How does a senior marketing leader with this track record get ignored by the market for seven months?
The diagnosis
Most coaches would have looked at her resume and started rewriting bullets. We started somewhere else: the market she was applying into.
Suzanne's career was built in residential real estate marketing. The problem in late 2025 wasn't her - it was the industry. The GTA residential real estate market had collapsed. Hiring had frozen. Agencies were laying off, not posting. The roles she was qualified for didn't exist anymore. So no matter how good her resume was, she was applying into a market that wasn't hiring.
The fix wasn't a better bullet point. The fix was a different market.
That's a different problem than most career coaches will name out loud, because most coaches help you compete harder in the market you're already in. The honest diagnosis here was that competing harder wasn't going to work. We needed to find a market that was actually hiring, that wanted what she could do, and put her there.
The strategic move
We started with what she was actually good at, separated from the industry she'd done it in. Budget ownership. Multi-channel campaign execution. Team leadership. Performance reporting. Agency-side client management. Skills that are valuable in every industry - if the resume tells the right story.
Then we did the market analysis. Which industries were hiring marketing leadership? Where was capital actually moving? EdTech had significant government funding flowing in. B2B tech was investing in marketing again. A robotics and engineering education company in the GTA sat at the intersection of both, and they were growing. We targeted them specifically.
The execution work followed: three resume tiers calibrated for different lanes, personalized outreach to hiring managers, network mapping for warm referrals, mock interviews built around the question every out-of-vertical hiring manager asks: "you've only worked in real estate, can you do this here?" We answered that question proactively, in the resume, in outreach, and in the room.

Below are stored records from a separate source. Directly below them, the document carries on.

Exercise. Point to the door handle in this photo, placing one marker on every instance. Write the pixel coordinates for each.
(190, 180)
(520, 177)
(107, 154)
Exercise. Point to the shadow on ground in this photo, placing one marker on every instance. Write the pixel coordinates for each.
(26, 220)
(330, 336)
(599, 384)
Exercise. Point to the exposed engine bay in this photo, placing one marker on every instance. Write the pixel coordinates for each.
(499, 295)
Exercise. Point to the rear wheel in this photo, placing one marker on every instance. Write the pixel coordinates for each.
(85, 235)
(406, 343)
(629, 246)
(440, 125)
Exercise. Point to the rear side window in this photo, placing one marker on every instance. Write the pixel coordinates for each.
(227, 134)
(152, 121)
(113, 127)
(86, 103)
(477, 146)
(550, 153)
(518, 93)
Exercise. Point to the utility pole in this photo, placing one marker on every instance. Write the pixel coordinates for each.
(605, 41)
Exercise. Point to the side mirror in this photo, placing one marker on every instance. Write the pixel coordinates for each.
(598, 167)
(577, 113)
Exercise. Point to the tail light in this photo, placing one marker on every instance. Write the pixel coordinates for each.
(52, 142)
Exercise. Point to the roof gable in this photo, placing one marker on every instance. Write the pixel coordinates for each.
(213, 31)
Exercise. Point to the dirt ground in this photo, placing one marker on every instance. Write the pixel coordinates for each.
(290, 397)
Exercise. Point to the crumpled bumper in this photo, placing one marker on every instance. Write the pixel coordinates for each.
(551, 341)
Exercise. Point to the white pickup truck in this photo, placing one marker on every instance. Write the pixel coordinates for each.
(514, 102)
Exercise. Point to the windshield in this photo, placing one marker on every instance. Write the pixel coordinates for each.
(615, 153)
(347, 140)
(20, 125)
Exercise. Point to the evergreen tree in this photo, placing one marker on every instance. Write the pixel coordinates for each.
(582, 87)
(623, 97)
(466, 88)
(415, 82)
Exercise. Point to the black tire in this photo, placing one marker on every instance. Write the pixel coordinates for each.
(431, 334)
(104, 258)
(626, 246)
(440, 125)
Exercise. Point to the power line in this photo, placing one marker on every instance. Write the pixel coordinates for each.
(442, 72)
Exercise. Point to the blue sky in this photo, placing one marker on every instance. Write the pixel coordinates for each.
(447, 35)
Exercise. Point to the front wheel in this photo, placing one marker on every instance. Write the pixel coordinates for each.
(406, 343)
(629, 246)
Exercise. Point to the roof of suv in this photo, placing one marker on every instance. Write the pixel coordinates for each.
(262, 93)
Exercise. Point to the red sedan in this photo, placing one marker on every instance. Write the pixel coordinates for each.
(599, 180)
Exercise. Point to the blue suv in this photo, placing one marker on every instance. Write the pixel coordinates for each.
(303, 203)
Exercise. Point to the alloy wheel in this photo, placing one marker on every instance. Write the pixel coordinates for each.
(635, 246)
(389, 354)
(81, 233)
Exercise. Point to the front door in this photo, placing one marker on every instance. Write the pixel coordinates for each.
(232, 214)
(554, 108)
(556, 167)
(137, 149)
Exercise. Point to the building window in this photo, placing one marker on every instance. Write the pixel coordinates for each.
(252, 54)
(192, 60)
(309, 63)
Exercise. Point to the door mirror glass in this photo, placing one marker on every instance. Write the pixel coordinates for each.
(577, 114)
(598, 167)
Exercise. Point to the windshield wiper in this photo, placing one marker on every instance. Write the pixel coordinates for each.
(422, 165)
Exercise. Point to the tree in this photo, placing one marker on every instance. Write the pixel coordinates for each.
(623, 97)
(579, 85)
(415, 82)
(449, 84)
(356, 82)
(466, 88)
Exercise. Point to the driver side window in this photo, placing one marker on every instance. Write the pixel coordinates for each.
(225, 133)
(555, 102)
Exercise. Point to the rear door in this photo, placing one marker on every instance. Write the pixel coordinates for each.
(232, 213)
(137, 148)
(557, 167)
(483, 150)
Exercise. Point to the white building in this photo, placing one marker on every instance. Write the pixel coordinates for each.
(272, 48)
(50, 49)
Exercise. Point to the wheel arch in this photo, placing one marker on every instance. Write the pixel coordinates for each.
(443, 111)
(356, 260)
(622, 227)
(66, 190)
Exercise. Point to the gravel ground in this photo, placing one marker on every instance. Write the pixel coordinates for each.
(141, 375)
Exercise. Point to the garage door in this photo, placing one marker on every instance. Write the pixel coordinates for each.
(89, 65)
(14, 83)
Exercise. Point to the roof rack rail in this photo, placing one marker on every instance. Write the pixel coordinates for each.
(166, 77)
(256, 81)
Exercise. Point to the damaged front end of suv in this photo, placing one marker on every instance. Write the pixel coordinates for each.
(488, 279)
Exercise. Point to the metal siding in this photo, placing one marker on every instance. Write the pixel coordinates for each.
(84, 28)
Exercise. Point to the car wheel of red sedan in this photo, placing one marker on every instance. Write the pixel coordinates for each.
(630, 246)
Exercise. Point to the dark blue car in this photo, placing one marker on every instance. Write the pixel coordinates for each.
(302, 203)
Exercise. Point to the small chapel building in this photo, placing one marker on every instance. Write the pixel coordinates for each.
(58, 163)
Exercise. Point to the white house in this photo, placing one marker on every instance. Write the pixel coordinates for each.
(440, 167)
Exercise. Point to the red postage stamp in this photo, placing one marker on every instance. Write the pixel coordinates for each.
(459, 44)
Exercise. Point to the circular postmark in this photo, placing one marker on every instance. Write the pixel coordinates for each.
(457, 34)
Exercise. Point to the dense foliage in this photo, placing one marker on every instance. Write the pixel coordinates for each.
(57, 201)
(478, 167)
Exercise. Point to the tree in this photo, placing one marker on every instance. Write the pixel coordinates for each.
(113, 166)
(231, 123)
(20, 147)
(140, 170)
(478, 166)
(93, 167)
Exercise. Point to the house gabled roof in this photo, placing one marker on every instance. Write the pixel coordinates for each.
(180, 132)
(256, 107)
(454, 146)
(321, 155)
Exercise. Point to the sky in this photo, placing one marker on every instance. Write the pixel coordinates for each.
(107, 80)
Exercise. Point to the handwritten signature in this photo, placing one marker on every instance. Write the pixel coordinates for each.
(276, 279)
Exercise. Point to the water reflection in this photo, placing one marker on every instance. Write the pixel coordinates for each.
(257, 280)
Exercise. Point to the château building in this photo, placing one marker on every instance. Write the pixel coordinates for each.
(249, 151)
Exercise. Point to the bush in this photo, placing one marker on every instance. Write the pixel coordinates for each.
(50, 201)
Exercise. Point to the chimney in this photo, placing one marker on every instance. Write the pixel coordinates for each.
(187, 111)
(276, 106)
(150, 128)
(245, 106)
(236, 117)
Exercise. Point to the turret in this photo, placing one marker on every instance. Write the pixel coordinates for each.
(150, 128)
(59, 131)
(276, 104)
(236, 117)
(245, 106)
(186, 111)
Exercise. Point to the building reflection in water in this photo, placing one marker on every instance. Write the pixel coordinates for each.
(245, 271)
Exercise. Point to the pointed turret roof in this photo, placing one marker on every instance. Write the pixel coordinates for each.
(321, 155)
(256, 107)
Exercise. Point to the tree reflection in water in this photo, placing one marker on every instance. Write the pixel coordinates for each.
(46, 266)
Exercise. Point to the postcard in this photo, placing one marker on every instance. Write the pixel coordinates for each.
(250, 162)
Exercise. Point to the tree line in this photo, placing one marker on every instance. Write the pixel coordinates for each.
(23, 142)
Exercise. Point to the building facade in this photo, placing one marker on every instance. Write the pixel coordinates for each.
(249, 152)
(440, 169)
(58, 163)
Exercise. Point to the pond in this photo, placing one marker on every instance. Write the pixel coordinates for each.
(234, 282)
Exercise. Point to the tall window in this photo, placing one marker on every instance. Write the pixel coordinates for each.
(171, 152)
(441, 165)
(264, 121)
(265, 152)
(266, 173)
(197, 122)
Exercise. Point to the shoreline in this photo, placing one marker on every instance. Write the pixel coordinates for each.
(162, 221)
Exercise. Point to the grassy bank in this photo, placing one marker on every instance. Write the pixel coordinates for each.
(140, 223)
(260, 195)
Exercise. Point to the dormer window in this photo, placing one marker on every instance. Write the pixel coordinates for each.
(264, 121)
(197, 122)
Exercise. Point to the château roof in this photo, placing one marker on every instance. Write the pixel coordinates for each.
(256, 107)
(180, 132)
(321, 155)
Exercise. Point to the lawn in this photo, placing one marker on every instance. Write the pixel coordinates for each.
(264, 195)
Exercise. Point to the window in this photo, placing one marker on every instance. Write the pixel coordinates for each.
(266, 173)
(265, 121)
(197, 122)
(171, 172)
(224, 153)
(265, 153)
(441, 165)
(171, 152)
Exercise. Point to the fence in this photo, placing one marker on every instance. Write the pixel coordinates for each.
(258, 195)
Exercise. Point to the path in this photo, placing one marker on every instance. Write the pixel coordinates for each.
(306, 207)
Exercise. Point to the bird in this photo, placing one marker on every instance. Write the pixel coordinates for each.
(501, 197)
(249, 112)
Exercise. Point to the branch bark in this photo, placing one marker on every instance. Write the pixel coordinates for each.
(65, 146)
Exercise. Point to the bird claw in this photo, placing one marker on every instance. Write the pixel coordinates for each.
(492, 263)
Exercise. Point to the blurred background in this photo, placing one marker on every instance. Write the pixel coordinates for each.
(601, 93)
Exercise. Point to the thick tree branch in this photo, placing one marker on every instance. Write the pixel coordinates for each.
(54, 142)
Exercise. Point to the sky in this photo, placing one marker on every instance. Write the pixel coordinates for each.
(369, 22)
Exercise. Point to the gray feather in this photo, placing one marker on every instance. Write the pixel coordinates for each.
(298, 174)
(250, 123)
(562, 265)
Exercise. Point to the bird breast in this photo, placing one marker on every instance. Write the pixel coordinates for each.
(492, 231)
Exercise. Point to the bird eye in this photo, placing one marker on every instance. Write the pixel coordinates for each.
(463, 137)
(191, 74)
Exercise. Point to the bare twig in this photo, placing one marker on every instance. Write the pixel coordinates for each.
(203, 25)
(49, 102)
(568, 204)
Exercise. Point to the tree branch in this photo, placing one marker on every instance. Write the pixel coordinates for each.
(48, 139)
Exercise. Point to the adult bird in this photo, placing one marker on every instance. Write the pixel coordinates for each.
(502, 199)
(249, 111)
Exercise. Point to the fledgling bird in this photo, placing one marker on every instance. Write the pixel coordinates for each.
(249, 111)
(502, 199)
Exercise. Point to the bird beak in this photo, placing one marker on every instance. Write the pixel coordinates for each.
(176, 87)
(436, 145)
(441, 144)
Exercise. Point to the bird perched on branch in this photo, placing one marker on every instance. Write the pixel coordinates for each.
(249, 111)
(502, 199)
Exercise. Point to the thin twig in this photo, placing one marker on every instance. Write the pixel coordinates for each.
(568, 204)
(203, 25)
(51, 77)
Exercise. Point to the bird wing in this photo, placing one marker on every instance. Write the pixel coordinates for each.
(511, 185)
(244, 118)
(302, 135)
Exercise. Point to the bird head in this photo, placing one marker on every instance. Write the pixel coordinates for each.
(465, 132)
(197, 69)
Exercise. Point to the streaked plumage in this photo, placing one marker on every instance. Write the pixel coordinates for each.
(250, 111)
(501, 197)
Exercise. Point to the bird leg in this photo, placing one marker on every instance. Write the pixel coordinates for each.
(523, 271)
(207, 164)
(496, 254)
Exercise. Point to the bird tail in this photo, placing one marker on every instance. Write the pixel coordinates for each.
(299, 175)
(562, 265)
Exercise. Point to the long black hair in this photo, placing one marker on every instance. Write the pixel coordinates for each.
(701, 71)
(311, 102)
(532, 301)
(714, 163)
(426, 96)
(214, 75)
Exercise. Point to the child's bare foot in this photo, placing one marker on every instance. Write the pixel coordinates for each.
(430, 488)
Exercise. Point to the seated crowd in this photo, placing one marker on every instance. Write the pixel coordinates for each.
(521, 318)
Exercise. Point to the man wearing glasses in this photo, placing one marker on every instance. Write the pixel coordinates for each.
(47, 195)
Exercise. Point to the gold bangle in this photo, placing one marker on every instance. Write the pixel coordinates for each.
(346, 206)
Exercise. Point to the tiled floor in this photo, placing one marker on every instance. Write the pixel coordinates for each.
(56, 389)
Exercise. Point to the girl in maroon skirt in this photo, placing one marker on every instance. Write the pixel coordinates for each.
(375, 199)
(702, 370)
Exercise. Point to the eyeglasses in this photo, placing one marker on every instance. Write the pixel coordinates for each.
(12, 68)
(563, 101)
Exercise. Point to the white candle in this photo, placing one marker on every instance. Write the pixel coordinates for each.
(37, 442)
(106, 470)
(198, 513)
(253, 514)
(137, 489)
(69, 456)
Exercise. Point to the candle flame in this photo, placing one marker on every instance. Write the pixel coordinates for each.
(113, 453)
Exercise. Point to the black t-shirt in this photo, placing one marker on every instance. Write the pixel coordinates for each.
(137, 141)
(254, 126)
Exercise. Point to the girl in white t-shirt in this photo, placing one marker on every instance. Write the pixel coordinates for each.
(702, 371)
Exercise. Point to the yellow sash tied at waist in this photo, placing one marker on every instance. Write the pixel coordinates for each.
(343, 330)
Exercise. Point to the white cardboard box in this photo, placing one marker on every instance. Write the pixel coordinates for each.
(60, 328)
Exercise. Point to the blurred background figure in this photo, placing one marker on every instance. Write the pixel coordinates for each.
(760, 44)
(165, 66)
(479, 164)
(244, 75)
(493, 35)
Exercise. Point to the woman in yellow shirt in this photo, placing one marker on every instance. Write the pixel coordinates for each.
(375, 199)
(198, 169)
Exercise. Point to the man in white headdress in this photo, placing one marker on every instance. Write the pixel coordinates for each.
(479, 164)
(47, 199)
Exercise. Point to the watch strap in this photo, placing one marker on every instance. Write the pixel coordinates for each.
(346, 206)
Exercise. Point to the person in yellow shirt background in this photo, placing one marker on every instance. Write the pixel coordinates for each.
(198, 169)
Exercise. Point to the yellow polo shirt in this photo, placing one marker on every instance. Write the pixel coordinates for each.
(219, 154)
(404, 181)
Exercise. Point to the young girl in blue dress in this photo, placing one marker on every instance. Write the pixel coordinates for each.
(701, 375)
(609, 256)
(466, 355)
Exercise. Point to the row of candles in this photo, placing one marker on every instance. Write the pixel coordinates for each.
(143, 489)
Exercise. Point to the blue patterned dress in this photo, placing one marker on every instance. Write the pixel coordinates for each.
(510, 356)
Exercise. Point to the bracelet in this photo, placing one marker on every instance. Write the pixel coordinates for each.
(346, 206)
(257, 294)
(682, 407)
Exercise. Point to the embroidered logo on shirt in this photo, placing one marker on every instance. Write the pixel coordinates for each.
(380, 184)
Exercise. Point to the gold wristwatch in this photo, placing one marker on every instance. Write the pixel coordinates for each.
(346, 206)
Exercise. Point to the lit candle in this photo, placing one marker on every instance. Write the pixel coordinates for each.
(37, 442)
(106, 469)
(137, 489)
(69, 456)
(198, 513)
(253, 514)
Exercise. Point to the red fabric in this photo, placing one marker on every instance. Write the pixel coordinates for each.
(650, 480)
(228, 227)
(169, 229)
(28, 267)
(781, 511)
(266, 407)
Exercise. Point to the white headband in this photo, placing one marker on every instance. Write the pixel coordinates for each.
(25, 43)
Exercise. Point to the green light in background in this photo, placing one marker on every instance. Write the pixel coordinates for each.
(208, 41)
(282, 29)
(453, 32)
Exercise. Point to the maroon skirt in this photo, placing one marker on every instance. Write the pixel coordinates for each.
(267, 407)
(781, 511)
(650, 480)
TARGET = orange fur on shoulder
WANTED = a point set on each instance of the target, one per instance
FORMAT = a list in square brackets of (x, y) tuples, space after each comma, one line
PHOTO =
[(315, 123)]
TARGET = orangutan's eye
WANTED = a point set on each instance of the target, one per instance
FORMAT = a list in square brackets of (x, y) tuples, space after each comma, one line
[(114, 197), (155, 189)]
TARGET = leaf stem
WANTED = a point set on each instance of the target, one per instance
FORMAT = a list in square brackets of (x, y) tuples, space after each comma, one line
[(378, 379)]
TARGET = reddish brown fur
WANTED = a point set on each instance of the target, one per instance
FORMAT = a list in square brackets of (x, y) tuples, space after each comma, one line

Suzanne on the resume work: "Most people in my interviews regarding my resume said I had a great resume. They didn't have to ask me about my experience because my resume said everything already."
The outcome
In under six weeks, Suzanne had two offers. One was the robotics and engineering education company we'd specifically targeted - Marketing Communications Manager. Out of residential real estate, into a growing industry, in a senior in-house role. The other was a senior agency role she withdrew from once the in-house offer came through. She picked the one she actually wanted.
In her words: "Going into this I really wanted a job not in my current industry. It's really hard especially at my age and my stage in life to change industry. That's been a goal for me for the last five years. The fact that we were able to do that is amazing."
Six weeks from the first session. The market is moving fast. Industries are contracting and expanding faster than they used to. Building a real career now means being agile - knowing when to leave a market and where to go next. That's the work.